I'm trying to count distinct values across columns using sqlite3 in python but cant seem to get the correct results. Am only able to get the count of distinct values in 1 column.
I've create a database and imported the csv file as a table
conn = sqlite3.connect('test.db')
curr = conn.cursor()
curr.execute('DROP TABLE IF EXISTS test')

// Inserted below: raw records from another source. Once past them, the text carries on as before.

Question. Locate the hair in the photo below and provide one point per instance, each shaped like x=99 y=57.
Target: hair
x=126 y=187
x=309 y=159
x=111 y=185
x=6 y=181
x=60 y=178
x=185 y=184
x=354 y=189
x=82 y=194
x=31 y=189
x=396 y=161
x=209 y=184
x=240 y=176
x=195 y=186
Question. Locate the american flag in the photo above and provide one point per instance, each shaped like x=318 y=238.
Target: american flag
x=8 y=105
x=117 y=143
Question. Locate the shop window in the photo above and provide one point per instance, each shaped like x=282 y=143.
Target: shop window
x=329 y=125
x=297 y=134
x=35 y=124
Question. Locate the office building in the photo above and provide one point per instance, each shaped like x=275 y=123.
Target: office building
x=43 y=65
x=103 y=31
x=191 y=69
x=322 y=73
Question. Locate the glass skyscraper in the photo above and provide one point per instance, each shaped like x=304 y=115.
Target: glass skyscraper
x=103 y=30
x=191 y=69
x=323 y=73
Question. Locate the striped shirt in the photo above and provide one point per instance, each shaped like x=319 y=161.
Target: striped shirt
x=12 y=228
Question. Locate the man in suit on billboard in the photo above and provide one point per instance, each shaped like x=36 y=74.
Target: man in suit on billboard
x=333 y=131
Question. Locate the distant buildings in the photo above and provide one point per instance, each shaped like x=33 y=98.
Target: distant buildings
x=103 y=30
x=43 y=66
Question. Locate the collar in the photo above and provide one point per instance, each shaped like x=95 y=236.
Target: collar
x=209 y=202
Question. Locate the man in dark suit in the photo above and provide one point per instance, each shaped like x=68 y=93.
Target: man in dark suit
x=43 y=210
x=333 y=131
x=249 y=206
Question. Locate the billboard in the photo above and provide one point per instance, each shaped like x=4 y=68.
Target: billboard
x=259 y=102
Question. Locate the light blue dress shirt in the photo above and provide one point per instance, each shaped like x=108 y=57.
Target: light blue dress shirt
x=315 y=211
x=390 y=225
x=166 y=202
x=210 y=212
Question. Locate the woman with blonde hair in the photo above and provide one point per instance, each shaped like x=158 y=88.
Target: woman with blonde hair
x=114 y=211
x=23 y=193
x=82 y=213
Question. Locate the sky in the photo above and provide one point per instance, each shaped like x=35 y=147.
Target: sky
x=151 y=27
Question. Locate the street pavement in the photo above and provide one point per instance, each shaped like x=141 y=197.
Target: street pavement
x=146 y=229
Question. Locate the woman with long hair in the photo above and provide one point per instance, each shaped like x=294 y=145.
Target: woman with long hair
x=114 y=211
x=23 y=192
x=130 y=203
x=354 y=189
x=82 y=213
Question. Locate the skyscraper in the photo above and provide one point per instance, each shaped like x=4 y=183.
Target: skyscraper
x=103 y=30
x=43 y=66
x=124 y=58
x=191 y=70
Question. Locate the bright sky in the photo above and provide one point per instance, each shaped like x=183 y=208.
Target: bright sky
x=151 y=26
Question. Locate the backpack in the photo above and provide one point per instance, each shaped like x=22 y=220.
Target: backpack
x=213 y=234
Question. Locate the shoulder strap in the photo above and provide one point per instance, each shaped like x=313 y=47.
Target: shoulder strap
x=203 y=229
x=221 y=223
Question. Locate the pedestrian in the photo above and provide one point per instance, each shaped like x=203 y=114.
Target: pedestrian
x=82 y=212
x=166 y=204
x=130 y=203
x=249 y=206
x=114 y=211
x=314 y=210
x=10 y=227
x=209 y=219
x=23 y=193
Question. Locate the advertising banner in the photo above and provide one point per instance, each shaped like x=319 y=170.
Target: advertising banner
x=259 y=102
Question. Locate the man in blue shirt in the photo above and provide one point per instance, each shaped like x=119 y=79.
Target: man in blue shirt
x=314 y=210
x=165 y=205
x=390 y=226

curr.execute('CREATE TABLE social_table (from_id INTEGER, to_id INTEGER)')
conn.commit()
with open ('test.csv') as f:
reader = csv.reader(f)
next(reader, None)
for row in reader:
from_id = row[0]
to_id = row[1]
curr.execute('INSERT INTO test (from_id, to_id) VALUES (?, ?)',
(from_id, to_id))
conn.commit()
from_id | to_id |
---|---|
0 | 1 |
0 | 2 |
0 | 3 |
0 | 4 |
0 | 5 |
0 | 6 |
0 | 7 |
0 | 8 |
0 | 10 |
0 | 11 |
The unique users in this table across columns should be 11 but my code
curr.execute("Select Count(*) from (Select DISTINCT from_id, to_id from test)")
gives me 10 instead.
Anyone able to help me with this?
It seems that your query is not correct, instead try this:
curr.execute("""
SELECT COUNT(DISTINCT user_id)
FROM (
SELECT from_id as user_id FROM social_table
UNION
SELECT to_id as user_id FROM social_table
)
""")
Just select all distinct values of from_id
and then unioning them with all distinct values of to_id
, then count the number of distinct values in this unioned set, which should give you the total number of unique users across both columns.